Postby Yellowspoon » Tue Mar 01, 2016 1:27 pm

My adventures on Leap Day, 2016 (subtitle: What about Bob?)

I boarded a trolley on South Huntington. All the way to Brigham Circle, the sign said that the next stop was Heath Street. I stopped paying attention after that. So much for quality control.

At Longwood, the platform was packed. All doors were opened. The operator announced that those without a weekly/monthly pass should come forward and pay their fare. Nobody did. Most of the riders were students, not medical personnel. Does the MBTA make any attempt to enforce/arrest fare evaders? Why should I pay my fare just because I board at a sparse station? The last time I complained about fare evaders, someone told me I should be thankful that the operator sped up my trip. Do they ever place inspectors on trains to catch fare evaders?

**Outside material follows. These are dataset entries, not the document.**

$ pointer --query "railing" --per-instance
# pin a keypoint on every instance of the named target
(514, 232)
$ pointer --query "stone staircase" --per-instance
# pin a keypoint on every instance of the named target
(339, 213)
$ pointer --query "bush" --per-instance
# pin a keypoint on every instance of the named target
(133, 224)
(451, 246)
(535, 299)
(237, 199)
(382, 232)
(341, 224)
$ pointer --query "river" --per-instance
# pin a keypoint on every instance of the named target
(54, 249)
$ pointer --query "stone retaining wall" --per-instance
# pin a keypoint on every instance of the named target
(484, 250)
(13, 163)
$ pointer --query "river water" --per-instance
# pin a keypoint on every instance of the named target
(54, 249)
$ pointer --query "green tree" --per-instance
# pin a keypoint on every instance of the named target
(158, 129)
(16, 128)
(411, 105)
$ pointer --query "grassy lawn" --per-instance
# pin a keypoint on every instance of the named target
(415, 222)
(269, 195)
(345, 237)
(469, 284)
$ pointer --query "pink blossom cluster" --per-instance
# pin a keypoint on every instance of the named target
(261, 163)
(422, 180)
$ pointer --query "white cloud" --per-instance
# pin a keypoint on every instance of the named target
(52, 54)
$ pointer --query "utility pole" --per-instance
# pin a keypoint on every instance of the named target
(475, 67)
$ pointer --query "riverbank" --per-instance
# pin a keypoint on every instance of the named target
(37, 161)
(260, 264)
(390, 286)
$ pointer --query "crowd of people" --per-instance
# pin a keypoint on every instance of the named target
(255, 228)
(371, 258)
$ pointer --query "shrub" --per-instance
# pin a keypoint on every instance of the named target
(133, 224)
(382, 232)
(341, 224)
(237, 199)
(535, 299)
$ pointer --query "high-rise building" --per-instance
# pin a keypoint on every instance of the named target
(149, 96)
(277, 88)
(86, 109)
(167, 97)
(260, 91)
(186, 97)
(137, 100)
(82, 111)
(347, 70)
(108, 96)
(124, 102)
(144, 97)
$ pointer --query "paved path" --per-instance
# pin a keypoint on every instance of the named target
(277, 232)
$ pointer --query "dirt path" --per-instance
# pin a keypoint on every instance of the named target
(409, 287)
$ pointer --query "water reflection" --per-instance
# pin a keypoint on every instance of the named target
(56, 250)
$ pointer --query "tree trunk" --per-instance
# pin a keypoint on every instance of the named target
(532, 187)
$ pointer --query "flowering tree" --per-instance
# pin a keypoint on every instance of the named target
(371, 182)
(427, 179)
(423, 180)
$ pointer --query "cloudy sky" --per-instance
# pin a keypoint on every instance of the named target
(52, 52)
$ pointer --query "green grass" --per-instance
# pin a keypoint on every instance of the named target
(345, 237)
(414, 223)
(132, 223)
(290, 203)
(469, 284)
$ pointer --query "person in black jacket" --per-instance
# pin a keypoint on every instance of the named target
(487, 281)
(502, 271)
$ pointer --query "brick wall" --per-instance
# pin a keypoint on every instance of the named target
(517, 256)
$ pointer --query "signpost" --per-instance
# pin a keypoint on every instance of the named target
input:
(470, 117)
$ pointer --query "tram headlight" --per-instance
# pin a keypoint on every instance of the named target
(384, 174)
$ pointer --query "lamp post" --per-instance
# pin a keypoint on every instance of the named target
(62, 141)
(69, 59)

When I alighted at Copley, a young couple on the platform looked puzzled. I told them that if they did not get on that train, they were standing in the wrong place. They said, "But we don't want to go to Heath Street", which is what the rollsign said. When I told them that the sign was wrong and that the train was going to Lechmere, they quickly boarded. About 10% of all rollsigns are blank or wrong. What's a patron to do if they don't know which 10%.

After my visit to the library, I again returned to Copley (inbound). I just missed a Lechmere train. There were two gentlemen waiting. When I asked them why they did not get on the Lechmere train, they said they were waiting for a B train to BU. So much for the signs at Copley. I directed them to Arlington.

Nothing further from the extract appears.